The impact of GDPR in the legal sector
Many have become accustomed to the Data Protection Act, but GDPR is something that has been in the pipeline for four years. Only getting the go-ahead in 2016, it sets to create a framework that will determine how data is currently used, as the amount of data we handle continues to grow with the advancements in technology. When this piece of legislation was announced, it was said that it would only impact huge organisations like Google, Facebook and Twitter — but this isn’t the case.
>See also: GDPR compliance: what organisations need to know
The Data Protection Act 1998 has proven useful, especially with the digital changes in the world, but this piece of legislation will be removed after GDPR is implemented.
Law firms are controllers and processors of their clients’ data, meaning it is crucial for them to abide by the rules. If businesses do not comply with this new legislation, they can face significant penalties — an example of this would be a monetary penalty of 4% of turnover, something that all firms will wish to avoid.
It’s vital for anyone working in the legal sector to understand the impact GDPR will have on their business and it’s time to start preparing early for the changes rather than later.
This is one of the main reasons why law firms need to prepare themselves for the changes now rather than later — for their own protection and the protection of their clients.
As those working in the legal sector deal with a lot of personal data, for both clients and those involved in the case, GDPR makes it a simpler process for individuals to be compensated if GDPR is not withheld within a law firm.
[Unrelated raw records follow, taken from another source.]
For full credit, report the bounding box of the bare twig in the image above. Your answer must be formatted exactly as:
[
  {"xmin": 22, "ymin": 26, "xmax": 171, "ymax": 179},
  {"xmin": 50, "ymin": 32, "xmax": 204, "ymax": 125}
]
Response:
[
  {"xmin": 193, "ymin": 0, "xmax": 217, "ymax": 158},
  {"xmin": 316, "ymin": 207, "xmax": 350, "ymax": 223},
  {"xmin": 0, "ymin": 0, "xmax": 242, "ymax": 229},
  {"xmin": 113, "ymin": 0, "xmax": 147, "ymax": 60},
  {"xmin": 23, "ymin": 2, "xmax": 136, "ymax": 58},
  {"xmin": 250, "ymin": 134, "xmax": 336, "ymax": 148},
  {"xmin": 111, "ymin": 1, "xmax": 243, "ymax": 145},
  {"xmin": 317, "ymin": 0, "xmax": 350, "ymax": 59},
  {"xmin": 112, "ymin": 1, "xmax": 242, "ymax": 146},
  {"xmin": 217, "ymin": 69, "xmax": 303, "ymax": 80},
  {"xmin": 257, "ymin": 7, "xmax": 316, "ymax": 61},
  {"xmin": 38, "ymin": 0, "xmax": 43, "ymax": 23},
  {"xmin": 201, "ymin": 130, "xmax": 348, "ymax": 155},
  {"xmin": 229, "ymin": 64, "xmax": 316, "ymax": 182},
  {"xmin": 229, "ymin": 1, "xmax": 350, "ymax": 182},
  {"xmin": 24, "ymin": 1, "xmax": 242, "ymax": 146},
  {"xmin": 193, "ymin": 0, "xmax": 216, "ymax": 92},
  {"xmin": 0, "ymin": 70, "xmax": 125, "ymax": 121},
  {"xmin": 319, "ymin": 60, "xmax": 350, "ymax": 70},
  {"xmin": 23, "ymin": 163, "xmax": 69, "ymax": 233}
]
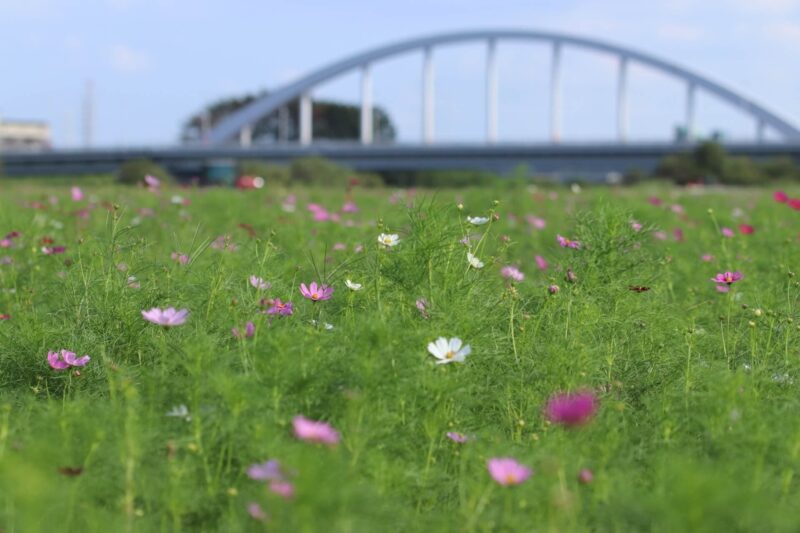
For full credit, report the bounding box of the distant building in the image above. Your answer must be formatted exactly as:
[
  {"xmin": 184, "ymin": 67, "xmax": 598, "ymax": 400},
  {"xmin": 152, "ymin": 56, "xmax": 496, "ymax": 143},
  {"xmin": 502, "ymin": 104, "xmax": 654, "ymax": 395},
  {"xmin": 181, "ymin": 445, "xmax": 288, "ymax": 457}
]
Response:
[{"xmin": 0, "ymin": 118, "xmax": 51, "ymax": 150}]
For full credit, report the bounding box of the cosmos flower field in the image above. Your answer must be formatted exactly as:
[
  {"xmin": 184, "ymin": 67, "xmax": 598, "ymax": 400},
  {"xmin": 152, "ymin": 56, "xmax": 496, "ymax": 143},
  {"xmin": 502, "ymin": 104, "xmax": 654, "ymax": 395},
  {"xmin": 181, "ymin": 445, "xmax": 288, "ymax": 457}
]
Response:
[{"xmin": 1, "ymin": 177, "xmax": 799, "ymax": 531}]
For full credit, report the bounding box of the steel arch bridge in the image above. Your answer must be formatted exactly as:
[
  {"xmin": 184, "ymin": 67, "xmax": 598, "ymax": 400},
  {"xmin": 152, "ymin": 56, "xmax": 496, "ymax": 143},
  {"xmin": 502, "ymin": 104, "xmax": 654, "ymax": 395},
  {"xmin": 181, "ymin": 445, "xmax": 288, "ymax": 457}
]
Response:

This means that law firms should reassess their security policies and update any security systems they have in place to ensure the risk of any data breach is minimised.
Making a law firm GDPR-ready
With the implementation date looming closer, there are a few ways that law firms can prepare for the process. This all starts with acknowledging the legislation — even though the UK plans to leave the European Union, this doesn’t mean that firms should ignore the fact that the UK will still be in the EU when this legislation is introduced and that GDPR will likely be adopted by the British government after Brexit.
>See also: The winding road to GDPR compliance
To gain a greater insight, personal injury experts, TRUE Solicitors LLP have explained to Information Age how to ensure GDPR-readiness.
To ensure that you are complying with GDPR, look at your current data protection measures and make the appropriate changes that are needed for when May 25th arrives – you don’t want to be prone to any data breach.
Look at the new framework, and question whether your current contracts and policies are in line. If you have a third party that helps monitor your data, you need to make sure you outline what they can and can’t do with it.
Also inform them that they must notify you immediately of any suspicion of data breaches. Update your staff data protection policies to meet new requirements, too.
There are certain organisations that must have a designated data protection officer under the legislation, however even if you do not require one under the regulations you should consider whether your firm should have one in any event in order to protect the company and its clients.